Sooner or later, however, the waters begin to rise! Old false beliefs show themselves as deeply rooted; friends and relatives oppose and obstruct his peaceful way, or truth stirs up the deposits of wrong thought and habit, even as Mrs. Eddy has said, "Error will hate more as it realizes more the presence of its tormentor" (Miscellaneous Writings, p. 278), all of which explains the statement of Isaiah: "I form the light, and create darkness: I make peace, and create evil." Last but not least, mental apathy within and animal magnetism or hypnotism from without, call for recognition on the student's part and for an assertive overcoming. No shaft that is aimed at him, however, can harm if he is alert to obey the command of Science that we be a law of denial to all such things. Constant watchfulness is needed to detect the different processes by which one is being tempted.

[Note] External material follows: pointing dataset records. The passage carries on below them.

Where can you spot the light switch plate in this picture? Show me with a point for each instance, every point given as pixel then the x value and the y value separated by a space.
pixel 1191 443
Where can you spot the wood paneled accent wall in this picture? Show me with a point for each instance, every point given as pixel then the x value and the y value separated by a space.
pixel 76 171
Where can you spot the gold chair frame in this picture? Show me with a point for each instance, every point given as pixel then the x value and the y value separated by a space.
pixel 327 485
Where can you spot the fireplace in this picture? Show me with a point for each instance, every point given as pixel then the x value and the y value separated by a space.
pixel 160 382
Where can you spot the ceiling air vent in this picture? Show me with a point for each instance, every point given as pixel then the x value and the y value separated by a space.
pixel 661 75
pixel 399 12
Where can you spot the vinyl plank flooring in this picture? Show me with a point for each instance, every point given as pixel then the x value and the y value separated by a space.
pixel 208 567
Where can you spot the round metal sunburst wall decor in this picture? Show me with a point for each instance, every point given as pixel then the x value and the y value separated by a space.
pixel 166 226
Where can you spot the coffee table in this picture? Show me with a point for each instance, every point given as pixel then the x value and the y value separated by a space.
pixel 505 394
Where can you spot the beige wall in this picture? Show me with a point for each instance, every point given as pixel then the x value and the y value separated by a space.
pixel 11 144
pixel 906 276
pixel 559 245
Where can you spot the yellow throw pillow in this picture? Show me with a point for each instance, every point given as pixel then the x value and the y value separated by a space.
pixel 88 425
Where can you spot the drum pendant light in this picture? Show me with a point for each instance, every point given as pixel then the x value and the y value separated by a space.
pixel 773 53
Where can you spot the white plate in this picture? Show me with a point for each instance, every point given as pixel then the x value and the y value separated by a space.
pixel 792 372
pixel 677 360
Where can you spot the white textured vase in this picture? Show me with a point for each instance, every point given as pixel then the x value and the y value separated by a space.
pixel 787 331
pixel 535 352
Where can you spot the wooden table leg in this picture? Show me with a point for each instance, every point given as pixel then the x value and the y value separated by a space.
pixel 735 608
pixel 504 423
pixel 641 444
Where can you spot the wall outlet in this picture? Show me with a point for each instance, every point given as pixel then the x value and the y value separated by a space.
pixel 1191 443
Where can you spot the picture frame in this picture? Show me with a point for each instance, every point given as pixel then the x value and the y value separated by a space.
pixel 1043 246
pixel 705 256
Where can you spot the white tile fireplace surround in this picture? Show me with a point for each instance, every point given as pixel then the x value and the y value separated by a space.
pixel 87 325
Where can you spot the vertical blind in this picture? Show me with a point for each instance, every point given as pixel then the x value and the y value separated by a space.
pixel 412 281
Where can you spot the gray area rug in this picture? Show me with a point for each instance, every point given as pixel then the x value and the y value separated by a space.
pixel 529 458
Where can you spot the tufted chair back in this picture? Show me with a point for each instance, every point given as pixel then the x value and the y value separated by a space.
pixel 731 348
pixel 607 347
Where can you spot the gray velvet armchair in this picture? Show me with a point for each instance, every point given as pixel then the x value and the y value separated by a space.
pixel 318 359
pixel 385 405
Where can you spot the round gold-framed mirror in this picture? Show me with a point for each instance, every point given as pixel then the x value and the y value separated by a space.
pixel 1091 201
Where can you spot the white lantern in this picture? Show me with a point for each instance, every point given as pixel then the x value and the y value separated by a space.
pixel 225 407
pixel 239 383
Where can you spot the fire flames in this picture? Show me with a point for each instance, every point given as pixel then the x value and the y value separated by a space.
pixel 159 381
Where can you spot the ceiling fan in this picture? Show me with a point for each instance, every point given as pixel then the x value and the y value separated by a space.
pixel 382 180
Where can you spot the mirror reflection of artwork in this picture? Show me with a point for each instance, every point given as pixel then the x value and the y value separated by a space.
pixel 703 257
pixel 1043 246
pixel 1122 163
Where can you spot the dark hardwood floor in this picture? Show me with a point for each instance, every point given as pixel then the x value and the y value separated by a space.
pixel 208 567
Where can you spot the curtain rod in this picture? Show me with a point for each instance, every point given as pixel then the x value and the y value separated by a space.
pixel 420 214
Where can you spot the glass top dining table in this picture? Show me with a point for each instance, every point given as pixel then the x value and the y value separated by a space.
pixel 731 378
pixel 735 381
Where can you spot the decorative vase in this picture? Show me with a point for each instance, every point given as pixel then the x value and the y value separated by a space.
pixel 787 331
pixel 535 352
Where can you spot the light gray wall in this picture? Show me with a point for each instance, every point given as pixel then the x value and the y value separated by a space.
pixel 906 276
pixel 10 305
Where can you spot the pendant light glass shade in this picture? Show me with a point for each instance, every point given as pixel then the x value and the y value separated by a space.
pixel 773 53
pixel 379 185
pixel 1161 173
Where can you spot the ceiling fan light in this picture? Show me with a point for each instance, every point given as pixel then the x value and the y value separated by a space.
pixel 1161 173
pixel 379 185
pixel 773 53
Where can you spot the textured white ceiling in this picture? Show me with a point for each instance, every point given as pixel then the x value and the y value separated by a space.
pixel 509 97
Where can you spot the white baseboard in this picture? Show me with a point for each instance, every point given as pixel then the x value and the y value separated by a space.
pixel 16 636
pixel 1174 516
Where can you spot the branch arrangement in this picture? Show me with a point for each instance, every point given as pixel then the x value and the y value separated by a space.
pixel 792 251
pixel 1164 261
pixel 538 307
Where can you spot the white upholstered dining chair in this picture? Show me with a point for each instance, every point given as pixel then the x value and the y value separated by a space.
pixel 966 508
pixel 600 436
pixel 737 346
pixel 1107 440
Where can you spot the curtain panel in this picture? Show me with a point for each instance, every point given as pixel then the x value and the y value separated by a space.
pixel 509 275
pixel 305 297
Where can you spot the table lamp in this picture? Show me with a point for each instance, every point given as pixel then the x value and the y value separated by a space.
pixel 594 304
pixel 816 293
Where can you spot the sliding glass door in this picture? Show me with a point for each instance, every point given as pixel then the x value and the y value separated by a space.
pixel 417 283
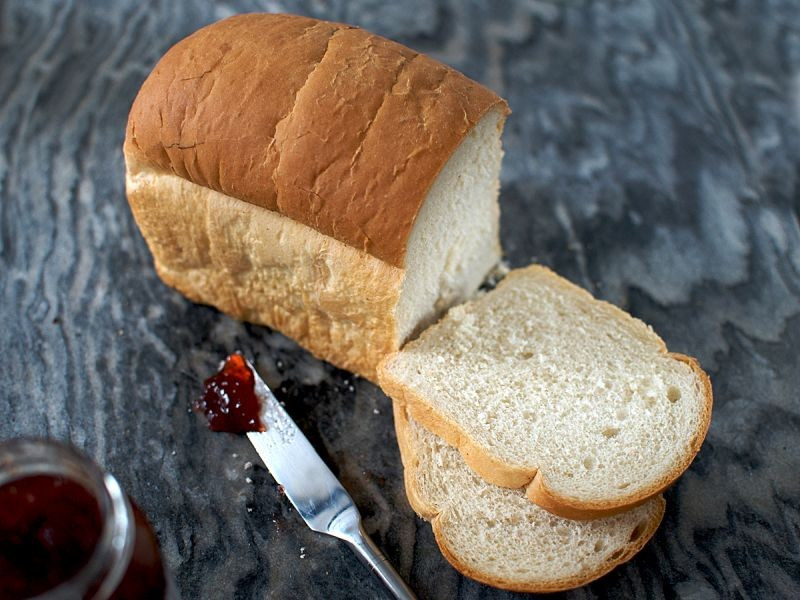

The result to all those who are honestly trying to "follow on to know the Lord," is wholly to the good; these things are the increasing waters which "bare up the ark, ... above the earth." The forty days of flood, the one hundred and fifty days during which the waters prevail, are but incidents in the true Scientist's career. God's promises are "yea, and ... Amen," and the time comes when we can open the window of the ark, when we can pass fearless and unmoved amid earth's scenes of misery or fancied joy, for as we read, "The ark indicates temptation overcome and followed by exaltation" (Science and Health, p. 581). We have not yet attained perfection, but for us the bow of promise is ever in the cloud; the waters have been assuaged, for we no longer accept their evidence as real.